Phase 7 — Localization

  • Sub-cellular localisation by MILP. localization.predict_localization
    • apply_localization. Deterministic (not simulated annealing); caller-passed reactions_to_relocate set with everything else pinned; incomplete-model tolerant (no silent reaction removal); apply=False returns a diff preview; multi-compartment by default with primary-free, extras-penalised scoring.
  • Predictor loaders. load_wolfpsort, load_deeploc, with the gene × compartment DataFrame contract open for any predictor.
  • Compartment helpers (manipulation/compartments.py): merge_compartments, copy_to_compartment — useful standalone for model curation.
  • Real-data validation on yeast-GEM (docs/yeast_localization_benchmark.md) — accuracy 0.72 → 0.39 on 298 GPR'd reactions as confident predictor mis-scoring rises from 0 % to 50 %; perfect on compartments with disjoint gene sets (c/g/lp/p/v/vm), and surfaces a transport_cost calibration insight for soft-probability score tables.

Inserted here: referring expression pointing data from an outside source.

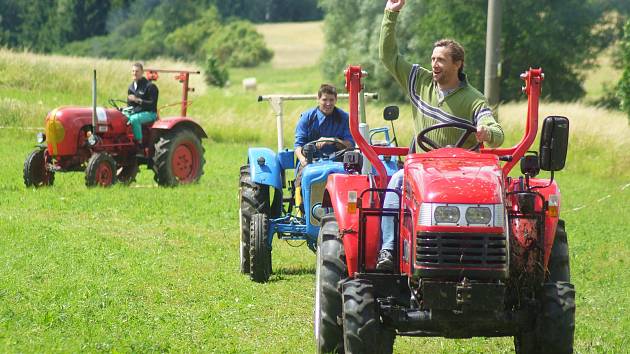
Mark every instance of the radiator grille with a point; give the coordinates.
(461, 250)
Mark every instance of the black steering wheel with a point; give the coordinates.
(310, 148)
(112, 102)
(426, 144)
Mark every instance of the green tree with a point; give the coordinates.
(238, 45)
(623, 88)
(534, 34)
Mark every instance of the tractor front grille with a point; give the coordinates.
(453, 250)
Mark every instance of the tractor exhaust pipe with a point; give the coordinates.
(94, 103)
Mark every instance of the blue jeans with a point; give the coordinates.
(137, 119)
(391, 201)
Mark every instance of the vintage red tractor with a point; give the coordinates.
(478, 252)
(98, 141)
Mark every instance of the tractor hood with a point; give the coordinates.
(64, 125)
(453, 175)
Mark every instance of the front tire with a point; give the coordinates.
(362, 329)
(126, 174)
(555, 322)
(178, 158)
(331, 270)
(35, 172)
(253, 199)
(101, 170)
(260, 254)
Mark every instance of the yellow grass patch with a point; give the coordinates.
(294, 45)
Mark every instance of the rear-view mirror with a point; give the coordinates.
(554, 143)
(390, 113)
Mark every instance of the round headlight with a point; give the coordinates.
(478, 215)
(446, 214)
(318, 212)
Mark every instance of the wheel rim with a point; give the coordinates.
(185, 162)
(104, 174)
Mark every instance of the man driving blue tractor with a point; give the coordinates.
(327, 126)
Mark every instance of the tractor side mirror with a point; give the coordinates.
(390, 113)
(554, 143)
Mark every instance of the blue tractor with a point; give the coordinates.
(268, 202)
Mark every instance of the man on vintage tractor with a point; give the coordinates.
(142, 98)
(327, 126)
(440, 96)
(109, 145)
(476, 252)
(265, 209)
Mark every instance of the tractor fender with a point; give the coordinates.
(179, 123)
(551, 221)
(338, 188)
(264, 167)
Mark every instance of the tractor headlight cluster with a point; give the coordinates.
(489, 215)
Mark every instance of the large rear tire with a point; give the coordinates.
(178, 158)
(260, 253)
(35, 172)
(331, 270)
(101, 170)
(362, 329)
(554, 329)
(253, 199)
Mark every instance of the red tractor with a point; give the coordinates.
(478, 252)
(100, 142)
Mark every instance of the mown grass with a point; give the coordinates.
(147, 269)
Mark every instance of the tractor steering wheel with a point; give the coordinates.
(112, 102)
(426, 144)
(311, 147)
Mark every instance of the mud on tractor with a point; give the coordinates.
(268, 201)
(478, 252)
(99, 141)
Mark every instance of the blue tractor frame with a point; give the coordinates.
(273, 213)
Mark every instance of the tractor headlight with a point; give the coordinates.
(478, 215)
(446, 214)
(490, 215)
(318, 212)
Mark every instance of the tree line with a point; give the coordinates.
(563, 37)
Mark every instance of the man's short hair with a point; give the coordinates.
(454, 49)
(326, 89)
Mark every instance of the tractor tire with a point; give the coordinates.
(35, 172)
(555, 322)
(363, 332)
(253, 199)
(101, 170)
(260, 254)
(127, 174)
(330, 272)
(178, 158)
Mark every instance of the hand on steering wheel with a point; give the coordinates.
(426, 144)
(112, 102)
(322, 142)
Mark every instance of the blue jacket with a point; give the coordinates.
(313, 124)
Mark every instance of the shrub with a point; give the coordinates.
(215, 73)
(238, 45)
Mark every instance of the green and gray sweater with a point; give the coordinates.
(464, 104)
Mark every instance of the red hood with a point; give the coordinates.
(454, 175)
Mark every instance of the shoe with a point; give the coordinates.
(385, 260)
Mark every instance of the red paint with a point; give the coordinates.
(448, 175)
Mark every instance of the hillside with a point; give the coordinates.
(294, 44)
(147, 269)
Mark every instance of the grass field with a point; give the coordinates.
(147, 269)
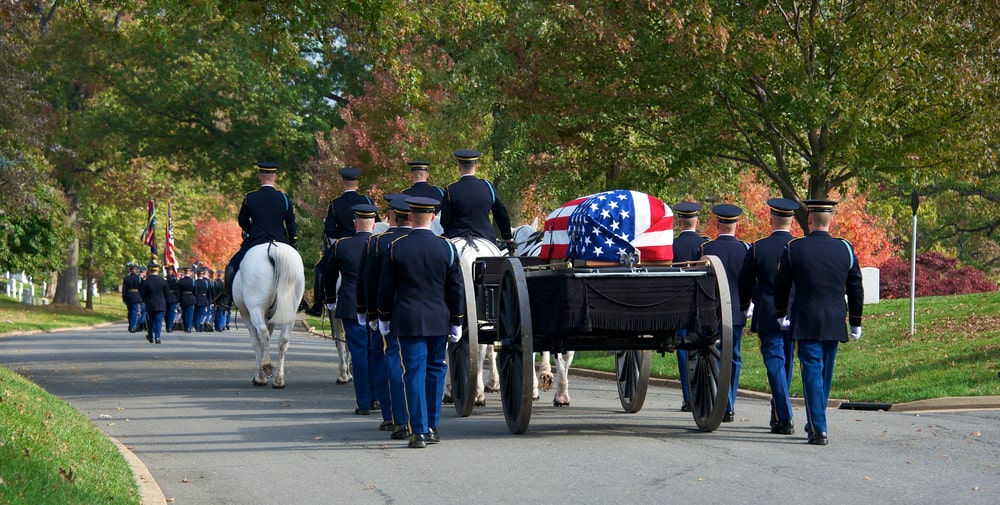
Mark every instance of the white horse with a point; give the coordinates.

Phase 5 — Data integration & analysis

Phase 4d — ftINIT

  • ftINIT pipeline (init.ftinit) — staged MILP, linear merge, task-aware gap-filling, gene pruning.
  • Validated against MATLAB RAVEN on Human-GEM. 5 Hart2015 cell-line models; Jaccard 0.973–0.977 (no-task) and 0.978–0.980 (task-constrained). See docs/humangem_validation.md.
  • Parameter calibration & input-robustness study (docs/init_param_calibration.md) — mip_gap=0.01 is the genome-scale full-pipeline sweet spot (~37% faster than 0.001 at Jaccard 0.995); pipeline is robust to expression noise (Jaccard 0.92–0.95) but sensitive to sparsity (50–70% dropout → Jaccard 0.59–0.71); the task + gap-fill layer keeps the essential-task pass-rate at 67–69/69 across the gradient, whereas tINIT-without-it passes only 35/69 even on clean data.
  • Cross-solver portability (docs/init_solver_benchmark.md)
    • tests/test_init_solvers.py: Gurobi and GLPK pass at toy scale; only Gurobi is viable at genome scale today (HiGHS hits an upstream optlang clone() bug; GLPK ignores configuration.timeout on MIP).
  • Engineering wins surfaced by the genome-scale work: check_tasks and fill_tasks._feasible rewritten in-place (~12× each); optlang.symbolics.add builds in the MILP construction (the O(n²) sympy sum() blow-up was the original genome-scale blocker); bounded gap-fill MILP; rescaleModelForINIT ported.

Phase 4c — tINIT

Phase 4b — Gap-filling

Phase 4a — Metabolic tasks

  • Task list parsing + check_tasks (tasks/).

Phase 3 — Reconstruction

  • Homology-based draft from a template GEM + BLAST/DIAMOND wrappers (reconstruction/homology/) — with structured improvements over RAVEN's getModelFromHomology (see IMPROVEMENTS H1–H6).
  • KEGG five-step pipeline (reconstruction/kegg/): dump → parser → HMM library builder → species model → HMM-query draft.
  • MetaCyc reconstruction not ported (and flagged for removal from MATLAB RAVEN — see IMPROVEMENTS R-MetaCyc).

Phase 2 — I/O

  • YAML aligned to cobra's !!omap writer + RAVEN-only fields preserved into .notes, plus geckopy ec-* for enzyme-constrained models (io/yaml.py).
  • SIF, Excel export, and Standard-GEM model/<fmt>/… git layout (io/). Excel import intentionally excluded.

Phase 1 — Foundation

  • GPR / balance / validation / parsing helpers (utils/) — cobra-absent bits only; the rest are cheatsheeted.
  • Manipulation ergonomic layer (manipulation/) — add/change/remove/transport/transfer/merge/simplify/variance + adopted transforms.
  • External-binary resolver (binaries.py) — version-pinned release-ZIP registry, SHA256-verified cache.

Phase 0 — Scaffold

  • Project structure, packaging, pytest skeleton, license alignment with MATLAB RAVEN (GPL-3.0-or-later).